On pense bien entendu en premier lieu à la résistance en pression, les matières PE étant graduellement passées de PE32 à PE100, donnant accès à des gammes de pression supérieures ou permettant de réduire les épaisseurs des tubes à performance égale. Le consensus actuel étant que le PE80 moyenne densité est la meilleure solution pour les petits diamètres grâce à sa plus grande flexibilité, le PE100 pour les plus gros diamètres.
Mais une autre caractéristique essentielle : la résistance à la propagation lente de fissures, à également connue une évolution non moins spectaculaire.
Si le MRS permet de dimensionner les canalisations en fonction de la pression de service, la résistance à la fissuration lente (SCG) est une indication sur la performance à long-terme des tubes et leur capacité à résister à des ruptures de type « fragile ».
Evaluée suivant l’essai normalisé NPT (Notch Pipe Test), essai sous pression à 80°C sur tube pré-entaillé, la performance des tubes est passée progressivement de quelques dizaines d’heures pour les premières générations de PE à 1000 / 3000 heures pour les PE100 actuels. Les PE100-RC repoussent cette limite bien au-delà, les temps d’essais allant jusqu’à plus de 8760 heures (un an), ouvrant la porte à de nouvelles utilisations.
Cette évolution majeure des résines PE a pu être possible grâce à l’utilisation combinée de systèmes de catalyse perfectionnés, de process de fabrications avancés et, bien souvent, par le remplacement du butène par l’Hexène comme co-monomère, ce dernier permettant de créer, à l’échelle moléculaire, des molécules de liaison beaucoup plus solides et efficaces entre les zones cristallines du PEHD, et donc de garder la structure macro moléculaire intacte même sous des contraintes importantes.
Rôle des molécules de liaison dans la structure des résines PE
En pratique, ce renforcement confère aux tubes une résistance bien supérieure aux agressions mécaniques auxquels ils peuvent être soumis au cours de leur vie. Comme par exemple la résistance aux entailles extérieures ou bien la résistance au « point dur » crée par une pierre.
Par conséquence les canalisations PE100-RC peuvent donc être installées dans des conditions bien plus agressives que les canalisations en PE100 classiques :
- Travaux sans tranchées, comme le forage dirigé, dans lesquels il existe le risque de créer des entailles sur l’extérieur du tube.

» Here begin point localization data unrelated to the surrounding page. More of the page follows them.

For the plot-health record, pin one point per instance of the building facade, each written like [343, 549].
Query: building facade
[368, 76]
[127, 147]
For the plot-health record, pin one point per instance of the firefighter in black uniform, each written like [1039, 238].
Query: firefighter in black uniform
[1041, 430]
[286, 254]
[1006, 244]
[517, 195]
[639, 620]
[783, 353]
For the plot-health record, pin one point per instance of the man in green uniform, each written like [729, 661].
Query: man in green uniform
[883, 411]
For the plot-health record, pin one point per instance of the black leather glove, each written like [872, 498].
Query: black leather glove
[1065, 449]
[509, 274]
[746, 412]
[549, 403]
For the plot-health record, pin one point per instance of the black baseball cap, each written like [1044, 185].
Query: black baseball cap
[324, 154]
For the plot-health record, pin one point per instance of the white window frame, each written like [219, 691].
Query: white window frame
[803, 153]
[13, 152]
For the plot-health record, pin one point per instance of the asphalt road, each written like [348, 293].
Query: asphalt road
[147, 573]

- Installations en tranchées ouvertes sans lit de sable et avec réutilisation directe des matériaux extraits pour le remblai de la tranchée ; Ce type d’installation en PE100 génère un gain de temps considérable par rapport à une installation classique, et une économie important sur le coût total d’installation : suivant le cas de figure, on a pu estimer l’économie de 20% à 50 % du coût d’installation classique, ce qui couvre très largement le prix supérieur des canalisations PE100-RC.

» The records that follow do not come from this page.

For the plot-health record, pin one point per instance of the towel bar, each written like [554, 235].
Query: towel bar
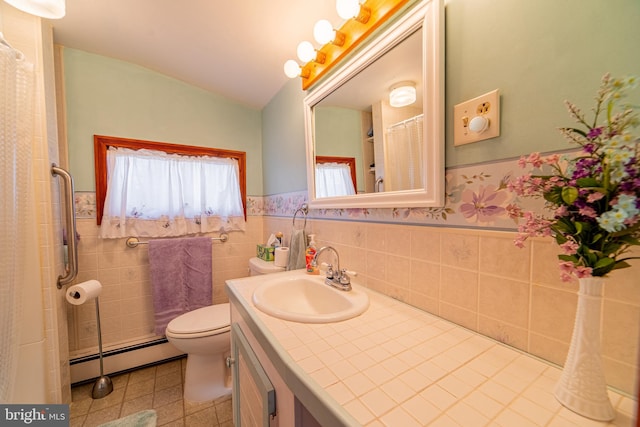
[133, 242]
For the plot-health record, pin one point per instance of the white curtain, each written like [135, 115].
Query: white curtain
[155, 194]
[333, 179]
[17, 205]
[403, 155]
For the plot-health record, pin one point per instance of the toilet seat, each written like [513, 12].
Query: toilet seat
[211, 320]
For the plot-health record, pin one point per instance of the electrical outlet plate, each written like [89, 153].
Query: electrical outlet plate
[487, 106]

Au-delà de l’aspect économique, le bénéfice environnemental des canalisation en PE100 est également aussi évident : pas de camion pour amener les matériaux de remblais spécifiques vers le chantier, pas de mise en décharge des matériaux enlevés de la tranchée et inutilisables.

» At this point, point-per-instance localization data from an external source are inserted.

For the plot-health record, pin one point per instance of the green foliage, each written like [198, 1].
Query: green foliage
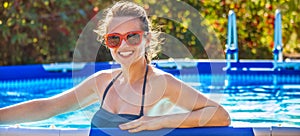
[46, 31]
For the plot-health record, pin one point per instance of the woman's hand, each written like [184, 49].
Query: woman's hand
[143, 123]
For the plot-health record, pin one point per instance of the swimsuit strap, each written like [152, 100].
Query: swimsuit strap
[108, 87]
[144, 89]
[143, 93]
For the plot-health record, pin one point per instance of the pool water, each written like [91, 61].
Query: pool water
[254, 105]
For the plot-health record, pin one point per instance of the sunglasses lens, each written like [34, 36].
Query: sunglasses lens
[113, 40]
[133, 39]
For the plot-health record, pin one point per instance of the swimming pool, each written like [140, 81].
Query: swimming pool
[254, 98]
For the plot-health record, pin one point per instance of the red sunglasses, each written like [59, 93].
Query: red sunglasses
[114, 40]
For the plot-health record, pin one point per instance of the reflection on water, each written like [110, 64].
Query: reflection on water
[250, 102]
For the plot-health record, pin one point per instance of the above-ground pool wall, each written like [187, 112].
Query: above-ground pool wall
[242, 72]
[206, 131]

Il est donc logique de voir ces canalisations de nouvelle génération en PE100 et PEHD se développer très rapidement en Europe mais également dans le reste du monde. On estime qu’en Allemagne, « berceau » du PE100-RC, 20% à 30% des chantiers utilisent aujourd’hui ce type de tubes, et il est probable que le PE100-RC y prendra rapidement le pas sur le PE100 classique. En France également, on assiste à une progression régulière de l’utilisation de ces nouvelles matières.
Un élément décisif pour favoriser ce processus reste le développement de méthodes d’essais internationales fiables et reproductibles adaptées au niveau de performance de ces résines. Les essais de caractérisations de la résistance à la fissuration lente sont aujourd’hui longs et inadaptés, car développés pour des matières de générations antérieures : que ce soit le « Notch Pipe Test » selon ISO 13479 ou le « Point Load Test » développé en Allemagne par les laboratoires Hessel, les durées d’essais vont jusqu’à un an , ce qui est peu compatible avec la réalisation d’essais réguliers. Les travaux en cours menés par le groupe de travail spécifique de l’ISO semblent à ce titre prometteurs.
Dans un second temps, pour être pleinement reconnue, cette nouvelle catégorie devra être incorporée dans les normes produits existantes comme l’EN12201 et EN1555 puis ensuite intégrée dans les règlements de Marque de certification comme la Marque NF114 en France. Le PE100-RC, n’est aujourd’hui défini qu’à travers des spécifications techniques locales mais similaires comme la « PAS1075 » en Allemagne, ou comme des avis techniques délivrés par le CSTB en France.